For Zoom, CEO Eric Yuan also used a generated version of himself to promote a new Zoom feature, in which users can create their own avatars and make 30-second videos for $12 per month.

This is proof that Zoom is evolving into a full-stack productivity platform powered by AI. The companion feature, already built into the app, automates meeting notes and follow-ups, reducing workflow by 25%.

ADVERTISEMENT

This avatar's launch acts as a repositioning for Zoom, and puts them in competition with other big AI players like Microsoft and Google.

Different AI philosophies

Klarna and Zoom have relatively different company cultures.

Klarna’s approach is rooted in lean operations, as they have reduced staff by 40% since 2022, from 5000 to 3000.

They are known to embrace aggressive automation and have replaced 700 customer service staff with OpenAI-powered bots.

Zoom, meanwhile, hasn't reported any significant layoffs due to the development of AI.

If anything, they’ve tripled their engineering team, and as Eric Yuan has explicitly said, “AI can’t replace a handshake at Starbucks,” proving Zoom to be quite human-centric.

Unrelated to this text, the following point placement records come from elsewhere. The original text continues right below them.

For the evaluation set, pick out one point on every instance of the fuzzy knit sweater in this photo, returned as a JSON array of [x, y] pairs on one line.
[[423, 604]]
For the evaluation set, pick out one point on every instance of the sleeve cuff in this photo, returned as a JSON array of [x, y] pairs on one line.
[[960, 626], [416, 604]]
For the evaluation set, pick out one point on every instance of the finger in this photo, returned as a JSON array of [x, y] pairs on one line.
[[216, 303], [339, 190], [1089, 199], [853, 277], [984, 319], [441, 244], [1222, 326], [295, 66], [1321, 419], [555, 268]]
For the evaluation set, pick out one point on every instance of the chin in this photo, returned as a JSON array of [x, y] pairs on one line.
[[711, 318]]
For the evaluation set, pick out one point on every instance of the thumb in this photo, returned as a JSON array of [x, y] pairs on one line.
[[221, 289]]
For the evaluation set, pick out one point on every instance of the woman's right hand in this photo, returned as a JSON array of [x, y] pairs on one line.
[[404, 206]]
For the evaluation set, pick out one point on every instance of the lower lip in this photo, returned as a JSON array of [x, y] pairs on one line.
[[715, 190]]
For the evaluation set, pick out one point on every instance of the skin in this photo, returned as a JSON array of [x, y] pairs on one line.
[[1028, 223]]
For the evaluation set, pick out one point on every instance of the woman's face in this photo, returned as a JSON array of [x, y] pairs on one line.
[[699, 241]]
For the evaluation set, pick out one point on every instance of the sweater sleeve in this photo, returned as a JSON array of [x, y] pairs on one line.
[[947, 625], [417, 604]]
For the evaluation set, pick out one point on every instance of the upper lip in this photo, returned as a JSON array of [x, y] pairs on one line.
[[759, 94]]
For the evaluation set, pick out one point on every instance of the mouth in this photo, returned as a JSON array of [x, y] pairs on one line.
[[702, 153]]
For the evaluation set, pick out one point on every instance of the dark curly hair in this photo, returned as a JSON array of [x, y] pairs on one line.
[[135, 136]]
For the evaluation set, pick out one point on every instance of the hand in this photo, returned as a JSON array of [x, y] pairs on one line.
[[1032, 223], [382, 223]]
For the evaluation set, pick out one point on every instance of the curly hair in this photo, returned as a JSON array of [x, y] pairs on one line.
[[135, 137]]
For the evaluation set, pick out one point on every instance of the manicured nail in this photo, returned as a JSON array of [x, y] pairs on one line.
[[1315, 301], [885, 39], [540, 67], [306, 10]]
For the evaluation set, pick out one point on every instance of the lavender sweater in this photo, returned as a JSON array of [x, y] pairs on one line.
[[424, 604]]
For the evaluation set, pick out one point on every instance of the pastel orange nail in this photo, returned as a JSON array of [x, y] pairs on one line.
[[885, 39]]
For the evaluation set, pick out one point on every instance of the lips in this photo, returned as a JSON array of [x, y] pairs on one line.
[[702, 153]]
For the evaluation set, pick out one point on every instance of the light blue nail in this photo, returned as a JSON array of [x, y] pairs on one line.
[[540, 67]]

Avatar of Zoom CEO Eric Yuan.
Screenshot from TechCrunch

Tensions and trade-offs

While it’s an impressive move on one hand, on the other hand, it sparks debates as to whether a scripted and synthetic execution would be as ethical with tough news such as layoffs or financial losses.

ADVERTISEMENT

When you see a human CEO, such as Nvidia’s Jensen Huang, show a pedigree of humanity, it can bring faith throughout the infrastructure of a company.

One also wonders how much polish is necessary to apply to a CEO’s speech, and if the avatar risks crossing the line from transparency into theatrics - delivering a performance instead of a message.